News - Idul Adha 1445 H di Indonesia jatuh pada 17 Juni 2024 dan umat Islam akan merayakan hari besar dengan berkurban. Selama momentum Idul Adha, hukum menjual kulit hewan kurban sering kali menjadi perhatian umat Islam ketika Idul Adha. Pertanyaan utamanya adalah apakah boleh kulit hewan kurban dijual?

Banyak orang mungkin juga bertanya, apa panitia qurban boleh menjual kulit dari hewan kurban? Atau, bagaimana hukum menjual kulit hewan kurban untuk kepentingan masjid? Ada pula pertanyaan: apakah boleh kulit hewan kurban jadi upah untuk penyembelih?

Mayoritas ulama Mazhab Syafii berpendapat, orang yang berkurban (sohibul kurban) tidak boleh menjual bagian apa pun dari hewan kurbannya, termasuk daging dan kulit, meski ia berhak mendapatkan bagian.

Sohibul kurban berhak menerima bagian dari hewan kurbannya, kecuali jika ia berkurban karena nadzar. Namun, bagian hewan kurban hanya boleh dikonsumsi atau dimanfaatkan, dan tidak untuk dijual oleh sohibul kurban.

Dasar dari larangan itu adalah hadits riwayat Abu Hurairah, bahwa Rasulullah SAW pernah bersabda: "Barangsiapa menjual kulit hewan kurbannya, maka tak ada kurban baginya," (HR Imam Al-Hakim dan Imam Al-Baihaqi. Hadis ini dishahihkan Albani).

Lantas, bagaimana apabila yang menjual kulit hewan kurban adalah panitia qurban atau orang yang menerima pembagian daging kurban?

Hukum Menjual Kulit Hewan Kurban

Mayoritas ulama dari mazhab Syafii (mazhab fikih yang diikuti oleh banyak umat Islam di Indonesia), berpendapat semua bagian hewan kurban tidak boleh diperjualbelikan. Bagian hewan kurban itu termasuk daging, kulit, tanduk, bulu dan lain sebagainya.

Larangan tersebut berlaku bagi sohibul kurban maupun orang yang menerima pembagian hewan kurban.
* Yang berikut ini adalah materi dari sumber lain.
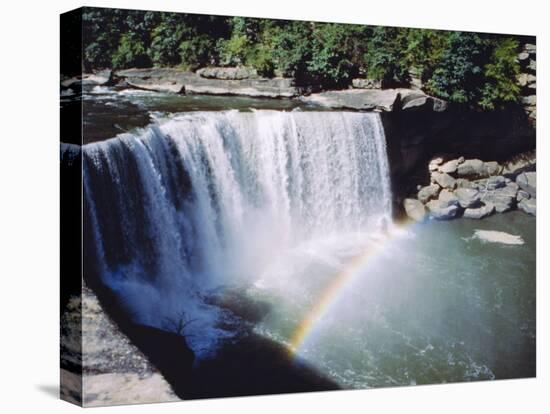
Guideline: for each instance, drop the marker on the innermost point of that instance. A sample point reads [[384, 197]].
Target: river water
[[293, 207]]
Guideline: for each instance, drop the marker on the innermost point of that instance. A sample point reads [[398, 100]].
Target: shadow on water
[[248, 365]]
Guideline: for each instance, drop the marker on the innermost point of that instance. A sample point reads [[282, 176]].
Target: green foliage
[[459, 73], [466, 68], [131, 52], [196, 52], [387, 59], [292, 50], [501, 73]]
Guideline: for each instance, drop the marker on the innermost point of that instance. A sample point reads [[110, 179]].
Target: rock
[[434, 164], [449, 167], [475, 168], [429, 192], [520, 163], [527, 181], [464, 183], [414, 209], [522, 195], [529, 100], [448, 198], [479, 212], [364, 83], [419, 100], [467, 197], [492, 168], [440, 210], [492, 183], [470, 168], [526, 78], [230, 73], [493, 236], [529, 205], [358, 99], [504, 198], [443, 179], [178, 81]]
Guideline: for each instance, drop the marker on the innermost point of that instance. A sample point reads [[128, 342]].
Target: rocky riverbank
[[114, 371], [472, 188]]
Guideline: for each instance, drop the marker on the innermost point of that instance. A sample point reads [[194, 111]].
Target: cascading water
[[207, 199]]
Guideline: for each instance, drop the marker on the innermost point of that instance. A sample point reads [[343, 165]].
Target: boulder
[[492, 183], [522, 195], [464, 183], [527, 181], [504, 199], [492, 168], [365, 83], [441, 210], [449, 167], [478, 169], [443, 179], [523, 162], [479, 212], [470, 168], [414, 209], [529, 205], [429, 192], [434, 164], [448, 198], [468, 197]]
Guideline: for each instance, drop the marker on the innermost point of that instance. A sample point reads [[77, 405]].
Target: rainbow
[[330, 295]]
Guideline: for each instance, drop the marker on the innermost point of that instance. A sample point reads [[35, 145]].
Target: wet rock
[[495, 182], [434, 164], [529, 205], [365, 83], [441, 210], [444, 180], [414, 209], [230, 73], [470, 168], [428, 193], [479, 212], [522, 195], [504, 198], [468, 197], [449, 167], [527, 181]]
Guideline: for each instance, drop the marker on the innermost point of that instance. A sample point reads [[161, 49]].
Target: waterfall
[[206, 199]]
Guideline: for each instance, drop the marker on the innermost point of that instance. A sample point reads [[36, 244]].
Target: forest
[[476, 69]]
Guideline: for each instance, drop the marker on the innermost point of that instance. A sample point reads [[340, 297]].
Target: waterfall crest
[[205, 199]]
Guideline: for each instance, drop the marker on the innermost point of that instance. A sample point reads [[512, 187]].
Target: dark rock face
[[416, 136]]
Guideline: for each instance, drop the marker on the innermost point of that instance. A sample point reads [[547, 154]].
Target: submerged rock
[[479, 212], [414, 209], [443, 179], [468, 197], [529, 205], [527, 181]]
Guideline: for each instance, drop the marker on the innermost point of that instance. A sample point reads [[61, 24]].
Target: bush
[[459, 74], [386, 59], [131, 52], [501, 86], [197, 52]]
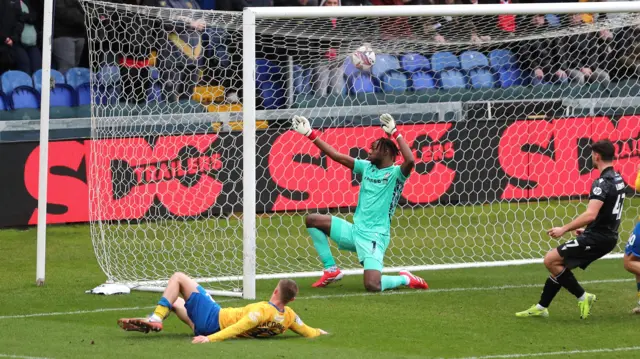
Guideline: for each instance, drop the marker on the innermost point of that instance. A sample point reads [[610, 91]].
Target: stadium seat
[[476, 66], [504, 65], [83, 94], [419, 67], [62, 96], [447, 68], [78, 76], [14, 79], [415, 63], [25, 97], [56, 78], [387, 70], [349, 68]]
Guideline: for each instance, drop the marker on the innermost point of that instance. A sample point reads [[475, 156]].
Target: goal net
[[499, 111]]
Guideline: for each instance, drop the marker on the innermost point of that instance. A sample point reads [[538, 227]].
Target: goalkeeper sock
[[393, 281], [570, 283], [162, 310], [551, 288], [321, 243]]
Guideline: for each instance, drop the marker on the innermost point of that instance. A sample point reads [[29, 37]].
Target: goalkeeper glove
[[389, 125], [301, 125]]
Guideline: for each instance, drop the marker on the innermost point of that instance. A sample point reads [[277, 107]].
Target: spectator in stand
[[68, 34], [539, 56], [627, 51], [19, 38], [584, 56]]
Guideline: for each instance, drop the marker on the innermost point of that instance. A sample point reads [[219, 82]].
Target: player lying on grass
[[600, 237], [211, 323], [632, 251], [368, 236]]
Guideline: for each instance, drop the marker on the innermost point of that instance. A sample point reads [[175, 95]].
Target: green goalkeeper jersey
[[380, 191]]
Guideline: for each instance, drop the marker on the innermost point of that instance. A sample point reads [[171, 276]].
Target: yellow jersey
[[259, 320]]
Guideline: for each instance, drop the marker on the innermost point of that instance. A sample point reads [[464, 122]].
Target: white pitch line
[[20, 356], [328, 296], [565, 352]]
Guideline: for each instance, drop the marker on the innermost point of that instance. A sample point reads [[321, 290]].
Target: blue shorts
[[633, 245], [370, 247], [204, 312]]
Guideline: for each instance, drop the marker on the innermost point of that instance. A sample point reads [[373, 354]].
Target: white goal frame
[[250, 15]]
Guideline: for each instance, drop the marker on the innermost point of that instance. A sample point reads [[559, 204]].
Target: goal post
[[193, 167]]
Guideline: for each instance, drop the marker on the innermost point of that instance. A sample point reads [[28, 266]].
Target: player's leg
[[181, 312], [319, 227], [371, 249], [631, 260], [179, 283]]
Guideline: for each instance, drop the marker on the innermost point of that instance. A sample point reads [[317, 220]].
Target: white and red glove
[[389, 125], [301, 125]]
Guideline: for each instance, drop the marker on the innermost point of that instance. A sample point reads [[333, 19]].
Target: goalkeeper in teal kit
[[380, 189]]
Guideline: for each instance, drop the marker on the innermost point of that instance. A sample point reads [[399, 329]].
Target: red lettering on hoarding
[[70, 192], [543, 156], [327, 184], [175, 169]]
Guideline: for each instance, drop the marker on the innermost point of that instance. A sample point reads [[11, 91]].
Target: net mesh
[[499, 111]]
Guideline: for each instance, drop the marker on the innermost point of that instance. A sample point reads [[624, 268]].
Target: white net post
[[499, 159], [249, 154]]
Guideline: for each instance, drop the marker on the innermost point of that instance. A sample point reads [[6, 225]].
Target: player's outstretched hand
[[301, 125], [556, 232], [388, 124], [200, 339]]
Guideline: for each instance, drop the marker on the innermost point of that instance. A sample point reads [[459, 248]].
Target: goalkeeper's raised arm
[[301, 125]]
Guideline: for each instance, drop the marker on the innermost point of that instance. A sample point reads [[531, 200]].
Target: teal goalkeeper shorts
[[370, 247]]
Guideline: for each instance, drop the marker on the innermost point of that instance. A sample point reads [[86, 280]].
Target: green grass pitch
[[467, 313]]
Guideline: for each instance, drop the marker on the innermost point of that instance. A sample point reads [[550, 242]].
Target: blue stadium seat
[[504, 65], [108, 76], [423, 81], [62, 96], [302, 80], [107, 89], [448, 71], [56, 78], [361, 83], [349, 68], [78, 76], [415, 63], [83, 94], [25, 97], [387, 70], [14, 79], [4, 104], [476, 65], [419, 67]]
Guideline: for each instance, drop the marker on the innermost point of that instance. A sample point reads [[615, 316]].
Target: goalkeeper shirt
[[260, 320]]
Adapun panitia kurban statusnya sama dengan penerima daging kurban.

Dengan demikian, menjual kulit hewan kurban bagi orang yang berkurban dan panitia qurban hukumnya sama-sama tidak diperbolehkan.

Meski demikian, mengutip dari laman Bimas Islam Kemenag RI, ada pengecualian terkait hukum jual beli bagian tubuh hewan kurban.

Sejumlah ulama dari Mazhab Syafii menyatakan bahwa orang-orang fakir dan miskin yang menerima pembagian hewan qurban boleh memanfaatkan bagiannya untuk berbagai jenis keperluan, termasuk dijual.

Maka itu, orang fakir miskin boleh memanfaatkan bagian dari hewan kurban yang mereka terima, seperti daging maupun kulit, untuk dikonsumsi, dijual, dan keperluan lainnya.

Namun, orang kaya (punya kemampuan secara ekonomi) hanya boleh mengonsumsi dan memanfaatkan bagian hewan kurban (daging, kulit, dan lainnya). Alternatif yang lainnya, orang kaya bisa menyedekahkan bagian dari hewan kurban.